Łukasz Malinowski - „Skald. Wężowy język tom 2” - recenzja i ocena
W drugim tomie Wężowego języka (będącego trzecią częścią [Skalda]) widzimy, jak po sennie spędzonej zimie kowal słów Ainar zostaje wplątany w następną dworską intrygę, w której istotną rolę będzie odgrywać pirackie złoto znajdujące się na Krecie. Oczywiście nie tylko konung Kłopotliwy jest zainteresowany arabskim skarbem. Do intrygi włącza się nieodrodna córka pieśniarza, która nie chce i nie może wybaczyć ojcu jego win.
Sela, córka Ainara, staje się w tej części drugą obok swego ojca bohaterką pierwszoplanową i trzeba przyznać, że powieść na tym zyskuje. Jest to postać intrygująca – twarda, ale nie pozbawiona uroku. Malinowski skorzystał tu ze sprawdzonych przy Ainarze chwytów, dzięki którym czujemy do bohaterki sympatię mimo jej łotrostw. Duety tych dwóch postaci wypadają więc znakomicie.

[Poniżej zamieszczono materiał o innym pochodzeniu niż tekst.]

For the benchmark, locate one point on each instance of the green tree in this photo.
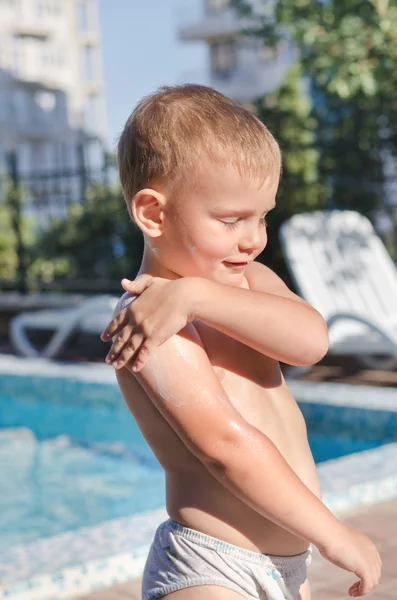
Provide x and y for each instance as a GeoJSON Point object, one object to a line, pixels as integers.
{"type": "Point", "coordinates": [347, 52]}
{"type": "Point", "coordinates": [287, 113]}
{"type": "Point", "coordinates": [96, 242]}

Jednocześnie nie dajmy się zwieść. Wątek sporu Ainara z Selą, mimo wielu momentów humorystycznych, został potraktowany dość poważnie i może służyć jako podstawa do refleksji na temat wpływu pochodzenia i pozycji na relacje rodzinne – przejawia się tu w całej okazałości surowość wikińskiego świata i jego twarde zasady.
Podobnie jak w poprzedniej części Wężowego języka postaci epizodyczne i bohaterowie drugoplanowi (może poza kussarem Isą wzorowanym na bohaterze łotrzykowskich opowieści arabskich z X wieku) są tłem dla protagonistów, którzy mają dość miejsca, żeby odpowiednio wybrzmieć. Są przerysowani podobnie jak przejaskrawione są ich perypetie, ale podczas lektury nie budzi to niechęci – przeciwnie, doskonale wpisują się w przygodowego ducha powieści. W drugim tomie autor nie musi już przedstawiać Konstantynopola, rządzących nim zasad i uczestników dworskiego życia. Stawia więc na awanturniczą akcję i przygody, które raźno zmierzają do finału. Może czasem narracja bywa chaotyczna, nie do końca oczywiste w odbiorze są duże sceny batalistyczne, niektóre zachowania postaci zdają się być słabiej umotywowane. Ogólnie jednak fabuła jest skrojona sprawnie, co przekłada się na czytelniczą satysfakcję, a szybka i zajmująca akcja z powodzeniem rekompensuje dość pobieżne opisy miejsc, w których bohaterowie przeżywają swoje przygody.
Także i w tej odsłonie cyklu widzimy, że pisarz nie stawia jedynie na rozrywkę. Po raz kolejny widać, że do pisania przygotował się solidnie – zarówno zakresie realiów historycznych i politycznych, jak i społecznych czy militarnych, co możemy docenić, ciesząc się dopracowanymi szczegółami w opisach życia codziennego czy uzbrojenia. Przedstawiciele poszczególnych nacji – wikingowie, Bizantyńczycy, Arabowie, Irlandczyk Finlog czy Afrykańczyk Ali – wnoszą do powieści swoje kulturowe zaplecze, wierzenia oraz… frazeologizmy. Malinowski zręcznie splótł historię z fikcją, na czym jedna i druga wyraźnie korzysta. Na końcu książki mamy „Słowo od historyka”, w którym pisarz wyjawia, co było zmyśleniem, a co prawdą oraz przedstawia dalsze losy historycznych bohaterów. Za „słowem” znajduje się słowniczek, w którym znajdziemy opisy i definicje różnych terminów, miejsc czy osób.
W tekście występuje parę literówek, mamy też błąd w jednym greckim terminie i niekonsekwencje w akcentowaniu greckich wyrazów (w słowniczku). Szkoda też, że książka nie została wydana lepiej i nie zastosowano nieco większej czcionki. Nie warto jednak się zrażać, bo te mankamenty raczej nie zepsują zabawy, jaką gwarantuje drugi tom Wężowego języka.
Recenzowany tom serii Skald jest naprawdę niezłym przykładem lekkiej, a przy tym niegłupiej literatury przygodowej. Malinowski, zaprezentowawszy świat przedstawiony w poprzednim tomie, tu mógł skupić się na akcji i konfliktach między wyrazistymi protagonistami, ale nie zrezygnował z tego, co stanowi największą siłę jego powieści, czyli dopracowanych realiów historycznych. Choć można by jeszcze poprawić parę rzeczy w doszlifować, a książki lepiej wydać, dwutomowy Wężowy język zasługuje na uwagę, szczególnie w perspektywie zbliżającego się lata, kiedy nadchodzi czas na dobre powieści przygodowe.